February is when we recognize and celebrate the achievements and contributions of the Black community, known commonly as Black History Month and in some spaces, Black Futures’ Month. Oftentimes the focus can be on the contributions of famous African Americans, rather than those of prolific Black Canadians. Canadian culture is brimming with historic Black Canadians; from political pioneers like Lincoln Alexander, the first Black Lieutenant Governor of Ontario to New Age Toronto artists, like Kwame Delfish, who most recently designed the Black History Month coin for the Royal Canadian Mint.
Toronto is arguably one of the most unique places in the world. Our diversity, homegrown talent, and contributions to the artistic landscape are gaining traction, as more notably figures are being recognized. Dwayne Morgan, known to many as “The Godfather ” of Canadian spoken word, is hosting a dynamic spoken word concert, When Sisters Speak, as part of the Kuumba Festival’s Black Futures Month celebrations. Morgan, a Scarborough native, has an expansive repertoire as an artist spanning the last 30 years and uses his platform to promote the positive contributions of both African Canadian and urban influenced artists. Up From the Roots Entertainment was created by Morgan in response to the lack of spaces available for BIPOC artists to thrive creatively.
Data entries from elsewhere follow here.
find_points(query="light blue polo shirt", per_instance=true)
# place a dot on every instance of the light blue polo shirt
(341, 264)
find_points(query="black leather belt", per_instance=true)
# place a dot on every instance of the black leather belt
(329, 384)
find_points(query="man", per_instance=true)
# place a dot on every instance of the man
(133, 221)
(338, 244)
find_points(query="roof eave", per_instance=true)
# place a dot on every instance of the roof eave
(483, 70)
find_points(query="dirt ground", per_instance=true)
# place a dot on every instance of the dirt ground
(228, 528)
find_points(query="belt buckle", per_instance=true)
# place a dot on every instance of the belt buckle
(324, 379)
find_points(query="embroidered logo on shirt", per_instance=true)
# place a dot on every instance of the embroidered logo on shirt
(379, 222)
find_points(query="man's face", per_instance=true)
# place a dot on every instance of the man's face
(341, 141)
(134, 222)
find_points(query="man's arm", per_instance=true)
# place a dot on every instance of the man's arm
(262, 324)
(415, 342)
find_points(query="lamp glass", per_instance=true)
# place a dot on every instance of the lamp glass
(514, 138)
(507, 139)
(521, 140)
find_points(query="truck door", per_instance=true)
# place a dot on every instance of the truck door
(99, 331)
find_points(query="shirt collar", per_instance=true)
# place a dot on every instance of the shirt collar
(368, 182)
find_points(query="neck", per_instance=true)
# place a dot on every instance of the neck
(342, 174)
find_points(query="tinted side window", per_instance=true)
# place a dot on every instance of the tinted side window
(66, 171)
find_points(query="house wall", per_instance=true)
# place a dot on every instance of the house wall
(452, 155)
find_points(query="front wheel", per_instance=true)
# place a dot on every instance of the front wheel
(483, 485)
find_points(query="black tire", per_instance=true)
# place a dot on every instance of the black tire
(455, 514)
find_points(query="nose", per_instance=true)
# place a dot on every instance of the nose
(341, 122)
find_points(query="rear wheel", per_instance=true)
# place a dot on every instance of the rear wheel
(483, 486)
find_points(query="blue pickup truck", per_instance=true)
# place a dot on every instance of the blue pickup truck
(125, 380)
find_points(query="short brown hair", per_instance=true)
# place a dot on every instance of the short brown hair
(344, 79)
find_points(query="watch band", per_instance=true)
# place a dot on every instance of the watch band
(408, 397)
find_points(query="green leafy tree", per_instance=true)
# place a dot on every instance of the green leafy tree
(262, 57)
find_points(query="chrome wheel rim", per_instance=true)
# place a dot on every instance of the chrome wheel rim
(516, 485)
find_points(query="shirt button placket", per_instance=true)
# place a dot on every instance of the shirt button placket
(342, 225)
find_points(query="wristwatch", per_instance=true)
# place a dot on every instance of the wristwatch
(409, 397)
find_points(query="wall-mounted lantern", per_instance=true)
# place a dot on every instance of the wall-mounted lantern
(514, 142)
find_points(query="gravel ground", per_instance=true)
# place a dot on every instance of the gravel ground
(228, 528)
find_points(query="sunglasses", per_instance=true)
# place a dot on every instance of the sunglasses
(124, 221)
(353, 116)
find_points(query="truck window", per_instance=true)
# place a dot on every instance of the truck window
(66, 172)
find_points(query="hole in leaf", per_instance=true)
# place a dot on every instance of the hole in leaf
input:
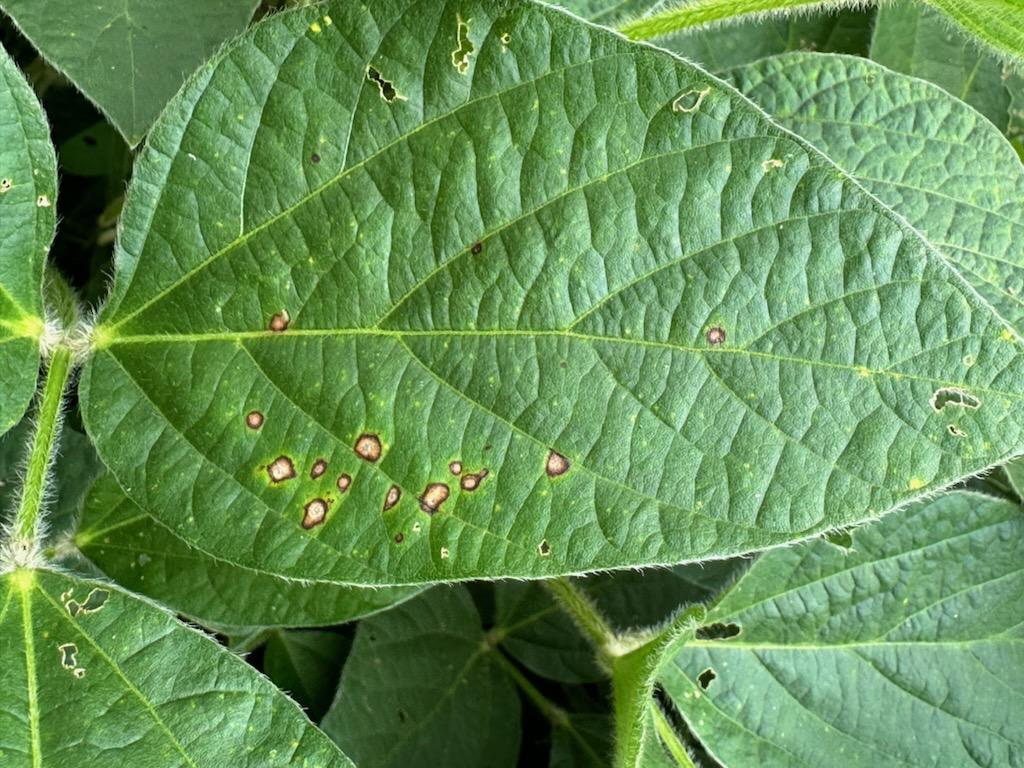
(718, 631)
(953, 396)
(93, 602)
(464, 51)
(705, 678)
(386, 87)
(690, 100)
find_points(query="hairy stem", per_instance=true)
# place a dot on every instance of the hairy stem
(701, 12)
(671, 739)
(44, 438)
(584, 612)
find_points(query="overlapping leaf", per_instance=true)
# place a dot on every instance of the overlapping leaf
(933, 159)
(494, 238)
(28, 194)
(129, 57)
(422, 688)
(129, 546)
(92, 676)
(906, 649)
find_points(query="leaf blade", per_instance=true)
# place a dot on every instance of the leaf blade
(925, 598)
(549, 370)
(80, 656)
(28, 197)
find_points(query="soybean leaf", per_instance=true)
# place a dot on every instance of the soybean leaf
(667, 329)
(585, 741)
(129, 546)
(719, 48)
(936, 161)
(536, 630)
(919, 41)
(848, 656)
(307, 665)
(421, 688)
(28, 196)
(128, 57)
(75, 649)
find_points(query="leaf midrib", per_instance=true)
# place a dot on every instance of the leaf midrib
(239, 336)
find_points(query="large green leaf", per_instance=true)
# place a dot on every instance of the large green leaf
(129, 57)
(133, 549)
(668, 329)
(421, 687)
(905, 649)
(28, 196)
(935, 160)
(919, 41)
(92, 676)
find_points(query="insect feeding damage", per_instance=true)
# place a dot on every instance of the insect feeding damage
(690, 100)
(953, 396)
(368, 448)
(315, 511)
(281, 469)
(433, 497)
(93, 602)
(557, 464)
(464, 49)
(386, 87)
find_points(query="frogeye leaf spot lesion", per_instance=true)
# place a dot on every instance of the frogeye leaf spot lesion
(368, 446)
(557, 464)
(433, 497)
(281, 469)
(280, 322)
(314, 513)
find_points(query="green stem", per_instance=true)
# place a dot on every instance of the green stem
(671, 739)
(44, 438)
(584, 612)
(701, 12)
(633, 678)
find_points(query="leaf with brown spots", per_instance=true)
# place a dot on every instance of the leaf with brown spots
(651, 217)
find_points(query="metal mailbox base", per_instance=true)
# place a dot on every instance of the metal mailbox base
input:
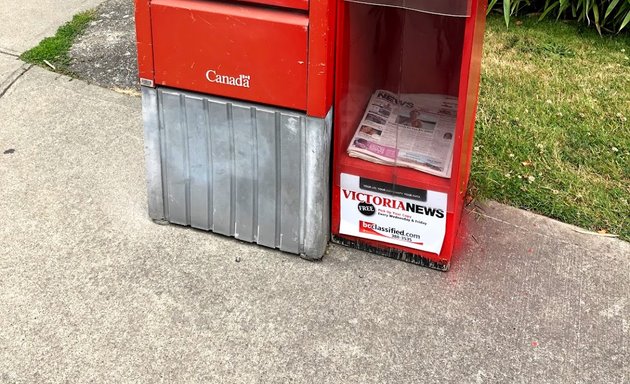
(254, 172)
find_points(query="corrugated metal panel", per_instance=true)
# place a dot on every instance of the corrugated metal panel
(238, 169)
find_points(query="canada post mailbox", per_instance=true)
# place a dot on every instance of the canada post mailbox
(237, 109)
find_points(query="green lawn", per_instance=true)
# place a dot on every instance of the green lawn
(553, 134)
(55, 49)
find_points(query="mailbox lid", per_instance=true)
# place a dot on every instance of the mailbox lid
(248, 53)
(295, 4)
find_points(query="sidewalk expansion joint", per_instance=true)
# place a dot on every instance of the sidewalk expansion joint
(476, 212)
(13, 78)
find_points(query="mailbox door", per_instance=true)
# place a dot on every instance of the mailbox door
(230, 50)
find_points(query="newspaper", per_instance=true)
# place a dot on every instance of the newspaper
(409, 130)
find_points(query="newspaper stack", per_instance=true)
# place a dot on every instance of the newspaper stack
(408, 130)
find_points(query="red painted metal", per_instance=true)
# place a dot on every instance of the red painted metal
(288, 53)
(243, 52)
(442, 54)
(321, 57)
(295, 4)
(144, 39)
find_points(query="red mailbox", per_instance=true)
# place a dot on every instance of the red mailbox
(407, 80)
(237, 106)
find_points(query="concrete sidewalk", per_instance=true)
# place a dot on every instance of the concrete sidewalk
(93, 291)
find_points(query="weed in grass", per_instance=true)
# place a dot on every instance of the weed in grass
(552, 130)
(55, 49)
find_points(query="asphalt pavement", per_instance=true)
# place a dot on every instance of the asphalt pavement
(91, 290)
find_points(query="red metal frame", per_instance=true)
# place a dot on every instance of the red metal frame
(295, 70)
(350, 102)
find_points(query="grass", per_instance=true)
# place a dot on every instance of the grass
(55, 49)
(553, 135)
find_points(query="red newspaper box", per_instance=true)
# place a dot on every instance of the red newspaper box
(407, 80)
(237, 107)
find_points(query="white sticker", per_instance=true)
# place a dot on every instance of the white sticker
(413, 218)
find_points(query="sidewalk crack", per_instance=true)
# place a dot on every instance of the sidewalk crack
(13, 78)
(9, 53)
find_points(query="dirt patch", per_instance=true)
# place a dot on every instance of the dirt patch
(106, 53)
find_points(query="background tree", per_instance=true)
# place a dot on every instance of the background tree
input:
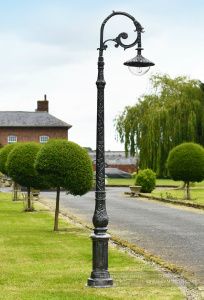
(20, 166)
(171, 114)
(67, 165)
(186, 162)
(4, 152)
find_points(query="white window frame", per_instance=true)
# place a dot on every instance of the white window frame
(12, 139)
(43, 139)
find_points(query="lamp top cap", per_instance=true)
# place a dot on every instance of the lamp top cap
(139, 61)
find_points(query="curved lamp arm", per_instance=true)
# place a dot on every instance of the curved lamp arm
(122, 35)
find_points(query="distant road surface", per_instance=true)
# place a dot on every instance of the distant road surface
(176, 234)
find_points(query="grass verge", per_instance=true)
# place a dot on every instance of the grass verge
(197, 195)
(131, 181)
(37, 263)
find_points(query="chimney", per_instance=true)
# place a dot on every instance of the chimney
(42, 105)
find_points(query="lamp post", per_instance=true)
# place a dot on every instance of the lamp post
(100, 276)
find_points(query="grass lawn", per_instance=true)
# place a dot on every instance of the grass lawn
(197, 194)
(131, 181)
(38, 264)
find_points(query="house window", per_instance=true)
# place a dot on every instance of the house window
(44, 139)
(12, 139)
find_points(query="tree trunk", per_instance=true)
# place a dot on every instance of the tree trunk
(187, 196)
(29, 206)
(57, 209)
Developing connections appears to be Morgan’s specialty; the self-described connector has established relationships globally, offering him the power to amplify the Black voice unapologetically and uncensored. Despite the accolades, Morgan remains humble, offering instead to magnify the voices and stories of other Black artists. When Sisters Speak focuses on the stories of ensemble cast: Masterpiece, Shanelle Gabriel, Desiree Mckenzie, Sydellia Ndiaye, Roya Marsh and Truth Is. Each member of this ensemble cast offers glimpses into the intersectionality that is Blackness.
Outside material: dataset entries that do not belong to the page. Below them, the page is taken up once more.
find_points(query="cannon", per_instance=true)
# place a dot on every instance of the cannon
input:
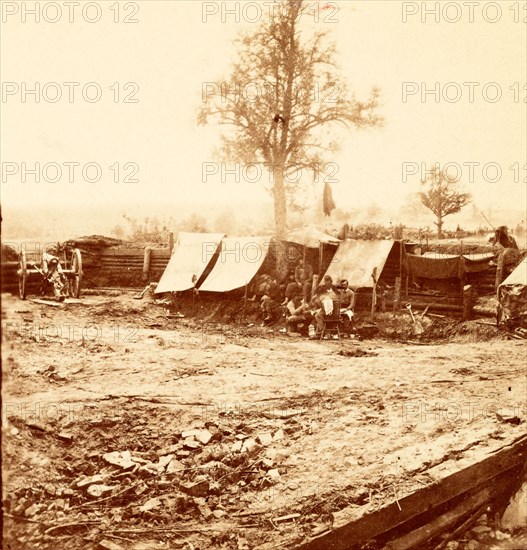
(69, 274)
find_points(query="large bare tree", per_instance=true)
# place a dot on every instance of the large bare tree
(442, 195)
(282, 96)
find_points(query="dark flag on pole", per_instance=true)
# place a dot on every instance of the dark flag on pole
(327, 201)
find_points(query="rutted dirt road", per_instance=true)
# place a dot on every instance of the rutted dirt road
(275, 426)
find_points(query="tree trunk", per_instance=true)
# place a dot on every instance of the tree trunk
(280, 208)
(439, 224)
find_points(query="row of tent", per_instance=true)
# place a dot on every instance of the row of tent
(212, 262)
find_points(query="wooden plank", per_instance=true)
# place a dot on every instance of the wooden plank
(440, 524)
(397, 513)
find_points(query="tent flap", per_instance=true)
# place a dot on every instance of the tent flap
(191, 256)
(355, 260)
(310, 237)
(239, 260)
(512, 298)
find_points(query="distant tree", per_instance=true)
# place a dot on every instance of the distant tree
(226, 221)
(283, 95)
(373, 211)
(195, 224)
(118, 231)
(442, 195)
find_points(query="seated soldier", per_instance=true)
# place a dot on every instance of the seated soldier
(347, 303)
(291, 290)
(55, 276)
(303, 277)
(298, 316)
(270, 309)
(325, 295)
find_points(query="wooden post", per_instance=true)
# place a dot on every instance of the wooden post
(146, 263)
(469, 300)
(397, 296)
(374, 292)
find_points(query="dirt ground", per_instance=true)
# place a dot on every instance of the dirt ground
(123, 428)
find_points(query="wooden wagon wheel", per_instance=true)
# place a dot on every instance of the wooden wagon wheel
(22, 276)
(76, 271)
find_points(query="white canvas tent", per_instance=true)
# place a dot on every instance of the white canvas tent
(355, 260)
(239, 260)
(192, 254)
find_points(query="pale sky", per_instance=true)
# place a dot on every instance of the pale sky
(171, 52)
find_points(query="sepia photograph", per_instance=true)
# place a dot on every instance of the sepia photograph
(263, 274)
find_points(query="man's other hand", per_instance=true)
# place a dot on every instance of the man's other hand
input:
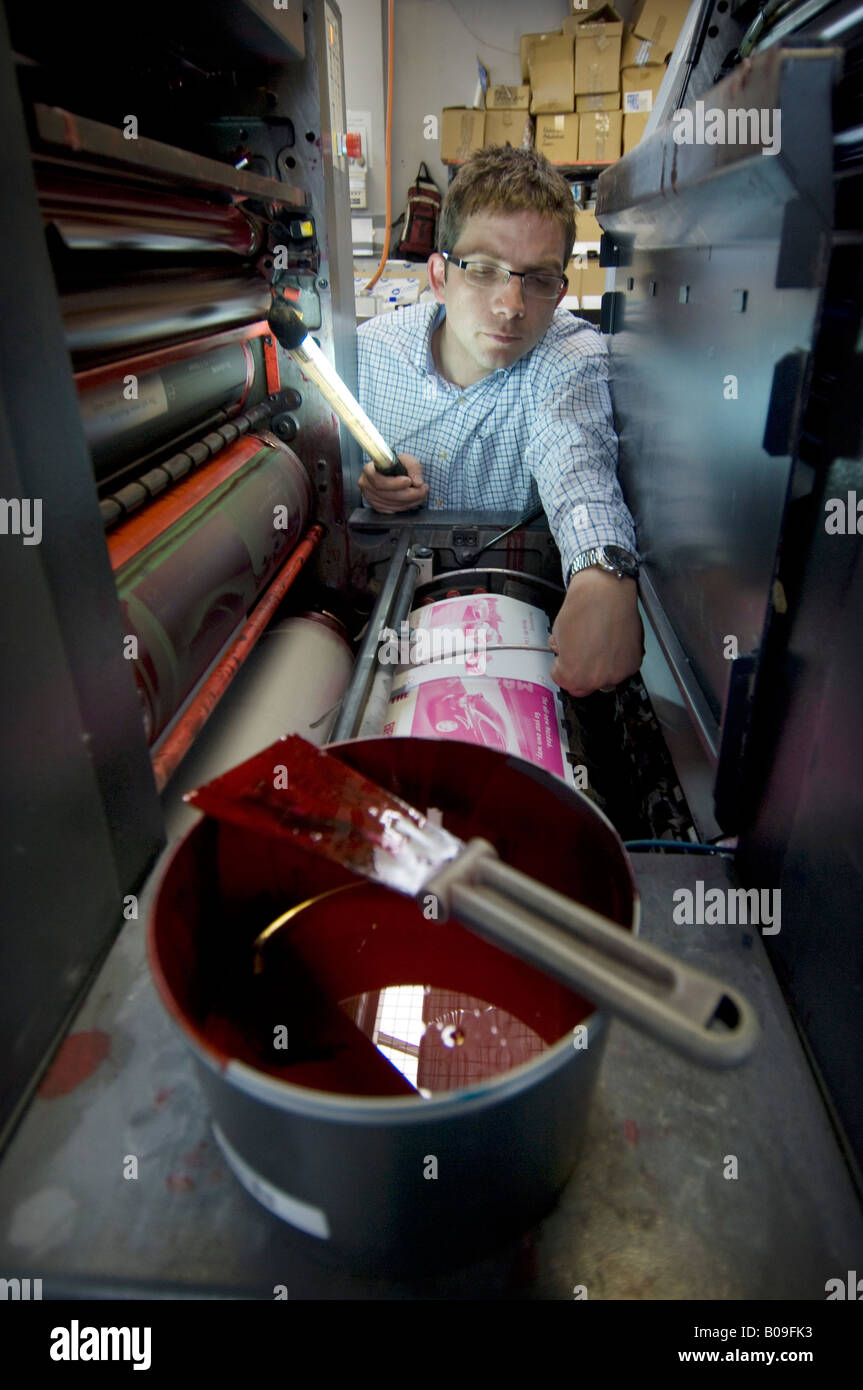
(395, 494)
(598, 637)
Morgan offered, he felt the need to support a space for women to tell their stories uncensored and unapologetically. Oftentimes, the voice of Black women is unheard; Morgan identifies this as a motivating factor to showcase these artists and their stories. Morgan posits, “Ultimately, the goal is for Black women to feel seen by seeing themselves reflected from the stage, but it’s also important for the rest of us to have a better understanding of what life is like in the body of Black women. There is a deeper understanding that is intended for those of us who aren’t Black women”.
When Sisters Speak is simply one element of this year’s Kuumba Festival. Kuumba has been running for 28 years with a focus on Black Future’s Month. The festival takes place at Harbourfront Centre and runs from February 1-28. Kuumba offers both virtual and in-person activities and performance throughout February, which highlight the artistic expression of members of the Afro-diaspora. Morgan notes, “…For 30 years, Kuumba has been a vital space to share our ideas and celebrate Black Futures…”; with over 20 artists being showcased throughout the month, there are plenty of events, ticketed and free, for folks to explore Black history, Black Futures and the Black voice. The curtains rise for When Sisters Speak on February 11, 2023. The doors open at 7:30 pm and the show runs from 8:00 pm until 11:00 pm.